As a biologist, i’ve always been interested in abiogenesis, the emergence of ‘life’ from ‘non-life’. For decades researchers have envisioned early stages to have used RNA instead of DNA for inheritance and used RNA instead of proteins for enzymes. This hypothesis is called the RNA World. Researchers at the Scripps Institute reported this last week on possible reactions which could have resulted in both DNA and RNA in a pre-biotic world. Regardless it is increasingly clear that ‘life’ likely did not begin in any one place or at any one time. More likely many disparate self-replicating chemical systems sometimes competed and sometimes joined forces to make ever more complex, interconnected, and efficient molecular systems. There probably never came a time when there was a clear demarcation between life and non-life; it is more likely that evolutionary processes just kept incrementally improving the field.

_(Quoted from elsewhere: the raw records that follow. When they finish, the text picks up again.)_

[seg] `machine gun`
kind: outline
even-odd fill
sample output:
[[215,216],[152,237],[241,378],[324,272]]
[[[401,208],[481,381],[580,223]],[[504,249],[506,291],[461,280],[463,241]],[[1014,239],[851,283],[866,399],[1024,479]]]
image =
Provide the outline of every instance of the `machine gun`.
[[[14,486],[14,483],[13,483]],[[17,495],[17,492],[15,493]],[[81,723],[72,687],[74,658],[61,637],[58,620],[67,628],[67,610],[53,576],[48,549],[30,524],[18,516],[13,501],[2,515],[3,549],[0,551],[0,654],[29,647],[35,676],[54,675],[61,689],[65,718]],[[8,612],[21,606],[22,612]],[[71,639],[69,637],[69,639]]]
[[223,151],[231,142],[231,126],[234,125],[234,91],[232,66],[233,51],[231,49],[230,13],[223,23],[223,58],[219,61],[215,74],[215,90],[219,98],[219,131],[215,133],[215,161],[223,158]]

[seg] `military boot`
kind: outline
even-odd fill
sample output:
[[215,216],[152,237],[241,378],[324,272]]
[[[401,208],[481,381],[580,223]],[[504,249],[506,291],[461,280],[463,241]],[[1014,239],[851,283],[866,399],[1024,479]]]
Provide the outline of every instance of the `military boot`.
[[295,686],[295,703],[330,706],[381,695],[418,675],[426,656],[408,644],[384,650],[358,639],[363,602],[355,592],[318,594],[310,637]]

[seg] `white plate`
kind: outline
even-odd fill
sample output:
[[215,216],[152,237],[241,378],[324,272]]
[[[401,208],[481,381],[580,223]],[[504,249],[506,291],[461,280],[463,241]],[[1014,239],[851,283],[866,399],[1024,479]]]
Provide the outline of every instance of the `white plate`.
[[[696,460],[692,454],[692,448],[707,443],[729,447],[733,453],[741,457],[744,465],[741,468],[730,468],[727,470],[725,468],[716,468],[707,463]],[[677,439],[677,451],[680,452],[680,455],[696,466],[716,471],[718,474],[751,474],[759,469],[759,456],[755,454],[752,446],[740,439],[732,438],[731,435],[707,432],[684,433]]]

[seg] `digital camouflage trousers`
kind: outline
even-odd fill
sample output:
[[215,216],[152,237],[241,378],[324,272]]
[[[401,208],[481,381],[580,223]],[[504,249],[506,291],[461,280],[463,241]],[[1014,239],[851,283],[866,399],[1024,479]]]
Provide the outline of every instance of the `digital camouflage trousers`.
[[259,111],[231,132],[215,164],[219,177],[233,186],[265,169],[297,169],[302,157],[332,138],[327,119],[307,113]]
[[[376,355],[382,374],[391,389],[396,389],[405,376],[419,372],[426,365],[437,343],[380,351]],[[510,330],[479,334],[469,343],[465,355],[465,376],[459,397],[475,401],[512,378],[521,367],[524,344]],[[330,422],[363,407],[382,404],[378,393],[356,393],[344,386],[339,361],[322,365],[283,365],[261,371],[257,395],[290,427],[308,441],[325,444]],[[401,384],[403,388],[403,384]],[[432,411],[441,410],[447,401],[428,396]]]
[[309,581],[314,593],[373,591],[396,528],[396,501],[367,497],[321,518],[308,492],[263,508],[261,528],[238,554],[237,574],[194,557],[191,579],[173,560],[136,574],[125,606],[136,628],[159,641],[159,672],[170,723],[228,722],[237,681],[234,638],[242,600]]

Increasing CO2 in the atmosphere? Well, yeah. Before the industrial revolution, CO2 comprised about 280 parts per million of our atmosphere. Today it’s 410 ppm and growing. Results of a recent study strongly suggest the concentration has not been this high for at least three million years! My partner and i thought globally and acted locally. Our new rooftop solar panel & battery system went active this last week; all the better to recharge my electric motorcycle. I’m reassured with programs such the one coming up this Friday, Green Friday – In Our Hands: A Handbook for Intergenerational Action to Solve the Climate Crisis.
Need to lower your stress level? Take a “nature pill.” Research shows that 10 or more minutes of communing with nature has health benefits. Participants in the study customized their own “nature experiences” to fit their preferences so that poisonous snakes, mosquitoes, jumping cholla cactus, thunderstorms, poison oak, etc. were not included in these nature breaks. You might consider my Saturday pick of the week, Birds of Tule Ponds. That should be healthy.

Lick Observatory for music and stargazing tickets go on sale April 17 and sell out fast.  If you have never been there herb says he can’t recommend it enough.  
Enjoy nature this week but commune responsibly!
David Almandsmith
Bay Area Skeptics board member
“And forget not that the earth delights to feel your bare feet and the winds long to play with your hair.”